Small businesses and enterprises should be well-prepared for any economic instability. Poor management of business finances is one of the top reasons why most businesses fail during periods of economic instability. Hence, it is important for you to have a proper business finance management system in place that will help you attain financial stability.
If you have a solid financial model, your business can have access to investors (which is a huge benefit to your small company). Investors are much more open towards investing their money in businesses that show them a business plan with a solid financial model in it. This again gives you a significant advantage over your competition.
Think like an investor here – would you choose a business that tells you their financial plans or a business that shows you their financial plans?
For instance, let us take a look at venture capital and private equity firms. The main question anyone would ask here is:
What is the Return on Investment?
Investors that offer venture capital usually expect businesses to go through a rigorous budgeting process, which also involves financial modelling. While reviewing business plans for investing, they want to see where exactly the company needs money (whether it is marketing or product development).

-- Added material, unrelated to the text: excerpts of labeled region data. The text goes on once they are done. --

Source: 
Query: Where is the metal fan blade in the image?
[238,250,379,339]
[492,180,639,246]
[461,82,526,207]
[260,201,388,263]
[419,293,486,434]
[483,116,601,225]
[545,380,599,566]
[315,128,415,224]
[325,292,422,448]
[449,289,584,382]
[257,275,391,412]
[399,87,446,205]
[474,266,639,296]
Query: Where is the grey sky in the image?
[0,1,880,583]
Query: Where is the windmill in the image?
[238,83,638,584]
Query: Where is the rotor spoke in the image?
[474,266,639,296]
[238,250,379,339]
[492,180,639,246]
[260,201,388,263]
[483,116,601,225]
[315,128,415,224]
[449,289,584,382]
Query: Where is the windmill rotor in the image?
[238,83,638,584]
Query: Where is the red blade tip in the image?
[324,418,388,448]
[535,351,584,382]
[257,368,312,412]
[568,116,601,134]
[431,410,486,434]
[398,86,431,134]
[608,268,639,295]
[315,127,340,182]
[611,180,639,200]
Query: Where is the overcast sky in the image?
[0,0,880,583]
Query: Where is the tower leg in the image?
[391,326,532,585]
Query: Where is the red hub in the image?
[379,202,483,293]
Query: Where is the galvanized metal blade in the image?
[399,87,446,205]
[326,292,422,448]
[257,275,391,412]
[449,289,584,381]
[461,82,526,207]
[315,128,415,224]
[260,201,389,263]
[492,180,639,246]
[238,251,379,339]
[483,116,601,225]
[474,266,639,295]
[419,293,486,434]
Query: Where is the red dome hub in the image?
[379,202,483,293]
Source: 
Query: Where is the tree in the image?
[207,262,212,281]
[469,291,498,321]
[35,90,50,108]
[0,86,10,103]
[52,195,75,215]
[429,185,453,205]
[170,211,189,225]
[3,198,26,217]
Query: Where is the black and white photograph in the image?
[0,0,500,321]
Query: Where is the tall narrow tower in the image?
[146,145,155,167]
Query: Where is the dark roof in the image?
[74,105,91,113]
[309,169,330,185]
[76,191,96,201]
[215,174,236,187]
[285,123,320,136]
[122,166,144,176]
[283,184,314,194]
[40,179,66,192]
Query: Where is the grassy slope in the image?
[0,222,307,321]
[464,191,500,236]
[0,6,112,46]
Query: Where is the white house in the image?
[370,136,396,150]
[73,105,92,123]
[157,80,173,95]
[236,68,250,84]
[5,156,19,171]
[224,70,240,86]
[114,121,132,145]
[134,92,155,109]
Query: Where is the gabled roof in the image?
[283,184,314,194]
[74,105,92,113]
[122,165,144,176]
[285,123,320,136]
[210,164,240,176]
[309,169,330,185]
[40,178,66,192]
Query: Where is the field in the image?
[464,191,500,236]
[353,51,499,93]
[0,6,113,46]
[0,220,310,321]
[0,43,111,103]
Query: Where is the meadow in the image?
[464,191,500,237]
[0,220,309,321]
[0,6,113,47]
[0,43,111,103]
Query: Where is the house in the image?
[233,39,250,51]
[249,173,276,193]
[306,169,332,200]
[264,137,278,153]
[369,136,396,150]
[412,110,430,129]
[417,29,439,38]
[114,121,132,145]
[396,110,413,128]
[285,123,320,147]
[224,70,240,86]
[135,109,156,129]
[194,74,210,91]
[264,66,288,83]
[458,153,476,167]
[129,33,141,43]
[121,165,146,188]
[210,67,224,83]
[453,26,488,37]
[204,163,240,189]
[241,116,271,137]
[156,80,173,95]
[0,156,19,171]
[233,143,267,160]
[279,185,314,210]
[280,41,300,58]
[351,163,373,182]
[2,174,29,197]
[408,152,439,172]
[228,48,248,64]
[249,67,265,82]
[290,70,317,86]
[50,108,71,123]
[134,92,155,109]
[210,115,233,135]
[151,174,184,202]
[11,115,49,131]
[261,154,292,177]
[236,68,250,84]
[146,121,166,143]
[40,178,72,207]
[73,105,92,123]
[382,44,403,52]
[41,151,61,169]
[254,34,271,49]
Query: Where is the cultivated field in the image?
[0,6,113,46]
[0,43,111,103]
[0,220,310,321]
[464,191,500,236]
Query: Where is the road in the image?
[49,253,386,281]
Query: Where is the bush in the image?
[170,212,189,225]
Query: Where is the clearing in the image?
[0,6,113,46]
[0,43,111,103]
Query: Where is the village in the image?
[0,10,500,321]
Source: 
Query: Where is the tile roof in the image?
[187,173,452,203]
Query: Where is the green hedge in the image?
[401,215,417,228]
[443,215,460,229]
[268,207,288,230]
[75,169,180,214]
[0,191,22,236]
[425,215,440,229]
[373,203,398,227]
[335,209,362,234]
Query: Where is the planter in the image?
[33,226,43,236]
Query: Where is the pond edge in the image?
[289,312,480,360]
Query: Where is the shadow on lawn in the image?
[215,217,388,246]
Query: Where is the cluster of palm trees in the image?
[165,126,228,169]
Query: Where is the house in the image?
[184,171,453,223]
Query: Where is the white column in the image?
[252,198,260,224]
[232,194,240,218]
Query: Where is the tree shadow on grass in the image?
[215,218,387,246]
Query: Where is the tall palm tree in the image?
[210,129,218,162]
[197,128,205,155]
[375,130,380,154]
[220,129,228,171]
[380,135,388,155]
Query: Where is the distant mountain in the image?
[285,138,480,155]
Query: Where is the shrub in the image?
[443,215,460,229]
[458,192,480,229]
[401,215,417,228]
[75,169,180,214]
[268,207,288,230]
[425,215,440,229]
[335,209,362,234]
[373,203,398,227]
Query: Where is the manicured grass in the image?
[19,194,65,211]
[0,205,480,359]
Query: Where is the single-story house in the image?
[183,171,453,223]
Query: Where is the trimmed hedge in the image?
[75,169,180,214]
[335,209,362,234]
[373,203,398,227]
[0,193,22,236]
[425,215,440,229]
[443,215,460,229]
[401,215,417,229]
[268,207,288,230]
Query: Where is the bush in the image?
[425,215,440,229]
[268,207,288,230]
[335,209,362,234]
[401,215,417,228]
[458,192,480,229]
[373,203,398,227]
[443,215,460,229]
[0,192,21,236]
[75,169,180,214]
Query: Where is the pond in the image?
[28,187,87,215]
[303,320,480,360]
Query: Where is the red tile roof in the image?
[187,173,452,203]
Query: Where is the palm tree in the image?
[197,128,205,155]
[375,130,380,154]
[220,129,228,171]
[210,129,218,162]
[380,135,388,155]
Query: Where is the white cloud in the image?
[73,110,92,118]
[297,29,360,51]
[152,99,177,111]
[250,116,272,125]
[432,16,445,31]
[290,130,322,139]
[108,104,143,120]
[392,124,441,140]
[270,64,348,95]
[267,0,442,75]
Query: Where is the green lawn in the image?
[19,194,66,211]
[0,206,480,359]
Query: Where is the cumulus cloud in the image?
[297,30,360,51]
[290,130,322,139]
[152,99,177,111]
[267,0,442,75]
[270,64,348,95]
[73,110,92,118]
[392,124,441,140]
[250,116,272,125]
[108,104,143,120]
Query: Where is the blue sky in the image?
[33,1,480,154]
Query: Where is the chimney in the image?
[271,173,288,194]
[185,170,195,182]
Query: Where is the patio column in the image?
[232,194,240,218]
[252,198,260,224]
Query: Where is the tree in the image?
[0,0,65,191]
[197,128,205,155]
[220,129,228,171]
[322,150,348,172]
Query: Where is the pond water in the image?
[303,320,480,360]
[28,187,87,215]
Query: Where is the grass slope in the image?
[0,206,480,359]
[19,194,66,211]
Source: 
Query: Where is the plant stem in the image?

Our point here is, if a small business approaches investors or finance firms with their financial model, the entire process of securing funds goes much more smoothly. Moreover, it also proves the importance of financial modelling in business finances.
The Bottom Line
It is important that your financial models are flexible and are updated on a regular basis. Forecasting should be a part of your basic operations here. Your team should be able to fetch real-time data so as to monitor the rapid changes that occur in the market.
Models use the analysis of the actual results against the forecasts to forecast business cash flow. Ultimately, financial modelling is used to determine the future profitability of a company, its position and the potential financial risks.